京都と大阪を結ぶ交通の要所として古くから栄えてきた高槻は、城跡や寺社などの歴史遺産が数多く点在するまちです。駅前には商業ビルや百貨店が建ち並ぶ一方、整備が進む公園や山手には広大な自然も広がっています。そんな高槻が、ここ数年「将棋のまち」として注目を集めています。その実像を、街を歩きながら探ってみます。
実は高槻は、江戸時代から「将棋のまち」としての歴史を歩んできました。その証しが、現在高槻城公園北エリアとして整備中の高槻城三の丸跡から発掘された47枚もの将棋駒です。発掘枚数は全国で2番目の多さを誇ります。
戦国時代からの歴史を刻む高槻城は、大坂夏の陣のあと、元和3(1617)年に江戸幕府によって北摂唯一の城郭として整備されました。慶安2(1649)年、文化に造詣の深い永井直清が入城し、その後幕末まで13代にわたり、3万6千石の譜代大名・永井家の居城となります。三の丸は主だった家臣の屋敷が立ち並んでいたエリアでした。静かな城下の一角で盤を囲み、武士たちが思考を巡らせていた情景が目に浮かびます。
こうした歴史的背景を受け、将棋文化を未来にも伝承しようと動き出したのが高槻市です。平成30(2018)年には、全国の自治体として初めて公益社団法人日本将棋連盟と包括連携協定を締結。令和6(2024)年11月には、全国で初めて将棋に関わる条例「将棋のまち推進条例」を施行しました。
伝統文化の継承や学校教育での普及、イベント開催によるにぎわい創出などを柱に、将棋をまちづくりの軸に据えています。
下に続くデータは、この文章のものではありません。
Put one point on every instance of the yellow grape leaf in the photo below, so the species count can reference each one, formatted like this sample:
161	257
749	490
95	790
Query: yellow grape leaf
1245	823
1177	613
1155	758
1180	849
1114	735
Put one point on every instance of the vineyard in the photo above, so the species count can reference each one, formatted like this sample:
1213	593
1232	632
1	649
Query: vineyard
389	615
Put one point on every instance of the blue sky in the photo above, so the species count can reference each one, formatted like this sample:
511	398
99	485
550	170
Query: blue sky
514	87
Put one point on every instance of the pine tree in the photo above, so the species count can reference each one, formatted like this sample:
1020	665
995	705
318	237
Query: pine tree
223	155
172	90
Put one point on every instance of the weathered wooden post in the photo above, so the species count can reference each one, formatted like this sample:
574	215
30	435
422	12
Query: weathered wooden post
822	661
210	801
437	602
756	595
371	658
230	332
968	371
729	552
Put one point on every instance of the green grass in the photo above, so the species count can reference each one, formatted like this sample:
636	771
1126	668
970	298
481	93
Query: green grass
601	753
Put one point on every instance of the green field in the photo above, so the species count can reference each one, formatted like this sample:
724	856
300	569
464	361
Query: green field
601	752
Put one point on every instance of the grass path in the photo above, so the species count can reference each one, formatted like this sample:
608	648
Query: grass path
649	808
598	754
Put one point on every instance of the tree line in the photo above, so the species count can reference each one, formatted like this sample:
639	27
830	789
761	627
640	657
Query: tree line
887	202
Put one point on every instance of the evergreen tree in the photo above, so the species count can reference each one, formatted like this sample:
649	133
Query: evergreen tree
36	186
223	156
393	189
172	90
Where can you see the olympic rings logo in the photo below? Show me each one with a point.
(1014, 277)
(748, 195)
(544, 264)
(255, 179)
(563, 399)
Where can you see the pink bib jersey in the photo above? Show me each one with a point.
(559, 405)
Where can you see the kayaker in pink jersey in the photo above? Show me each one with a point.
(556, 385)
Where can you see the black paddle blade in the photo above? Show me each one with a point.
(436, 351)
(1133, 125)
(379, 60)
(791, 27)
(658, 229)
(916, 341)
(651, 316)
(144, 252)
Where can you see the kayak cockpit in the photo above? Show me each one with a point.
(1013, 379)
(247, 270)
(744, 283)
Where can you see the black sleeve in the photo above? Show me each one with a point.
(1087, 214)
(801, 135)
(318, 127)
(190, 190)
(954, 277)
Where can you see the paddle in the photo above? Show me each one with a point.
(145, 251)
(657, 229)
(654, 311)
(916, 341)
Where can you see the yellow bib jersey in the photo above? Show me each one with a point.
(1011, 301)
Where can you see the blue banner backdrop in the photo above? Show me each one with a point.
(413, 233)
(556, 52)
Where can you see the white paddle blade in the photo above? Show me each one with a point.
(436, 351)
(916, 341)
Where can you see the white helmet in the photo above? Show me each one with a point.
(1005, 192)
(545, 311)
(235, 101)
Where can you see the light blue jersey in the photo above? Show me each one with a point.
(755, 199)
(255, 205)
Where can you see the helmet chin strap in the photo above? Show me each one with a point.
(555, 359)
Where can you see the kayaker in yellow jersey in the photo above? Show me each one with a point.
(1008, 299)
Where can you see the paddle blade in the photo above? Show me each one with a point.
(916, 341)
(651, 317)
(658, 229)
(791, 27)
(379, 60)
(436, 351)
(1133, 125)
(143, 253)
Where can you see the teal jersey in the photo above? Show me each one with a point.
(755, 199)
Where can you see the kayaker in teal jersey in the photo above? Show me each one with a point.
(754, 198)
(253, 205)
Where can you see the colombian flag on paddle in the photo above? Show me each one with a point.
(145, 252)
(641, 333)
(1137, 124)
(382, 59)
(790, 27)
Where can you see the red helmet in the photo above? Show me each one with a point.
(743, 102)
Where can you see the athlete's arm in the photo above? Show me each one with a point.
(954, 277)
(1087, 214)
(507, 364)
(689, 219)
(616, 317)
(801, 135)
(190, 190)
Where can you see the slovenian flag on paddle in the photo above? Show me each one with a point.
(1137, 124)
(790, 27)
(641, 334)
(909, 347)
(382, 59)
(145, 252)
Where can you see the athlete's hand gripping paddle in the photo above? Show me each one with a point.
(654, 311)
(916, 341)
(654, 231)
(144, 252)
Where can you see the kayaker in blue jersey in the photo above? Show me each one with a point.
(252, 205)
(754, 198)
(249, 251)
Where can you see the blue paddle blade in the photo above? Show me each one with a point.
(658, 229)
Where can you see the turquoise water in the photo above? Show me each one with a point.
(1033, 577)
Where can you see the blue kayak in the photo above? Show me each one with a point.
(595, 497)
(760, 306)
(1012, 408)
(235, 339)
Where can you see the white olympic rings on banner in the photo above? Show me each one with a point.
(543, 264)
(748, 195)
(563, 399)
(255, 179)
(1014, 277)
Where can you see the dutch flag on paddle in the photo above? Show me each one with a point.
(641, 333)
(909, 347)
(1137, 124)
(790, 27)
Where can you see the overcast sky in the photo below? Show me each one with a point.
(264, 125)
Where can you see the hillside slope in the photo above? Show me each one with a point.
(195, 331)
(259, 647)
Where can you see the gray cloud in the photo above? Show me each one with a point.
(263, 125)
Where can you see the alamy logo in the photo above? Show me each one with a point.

では実際に、今の高槻では将棋がどのように息づき、どのような取り組みが行われているのでしょうか。順に見ていきましょう。
歴史好きなら、まず訪れたいのが「高槻市立しろあと歴史館」です。かつての城下町の面影をとどめる高槻城三の丸跡の一角にあり、戦国時代から江戸時代にかけての高槻の歩みを紹介しています。

1階の常設展示室には「芥川城と三好一族」「高槻城と人」など6つのコーナーが設けられ、資料や模模型、映像を交えながら近世の高槻をわかりやすく伝えています。

もちろん、高槻城三の丸跡から出土した将棋駒も常設展示のひとつ。現在の本将棋につながる小将棋のほか、中将棋と呼ばれる12×12の盤面で各陣46枚の駒を使う古将棋の駒も含まれています。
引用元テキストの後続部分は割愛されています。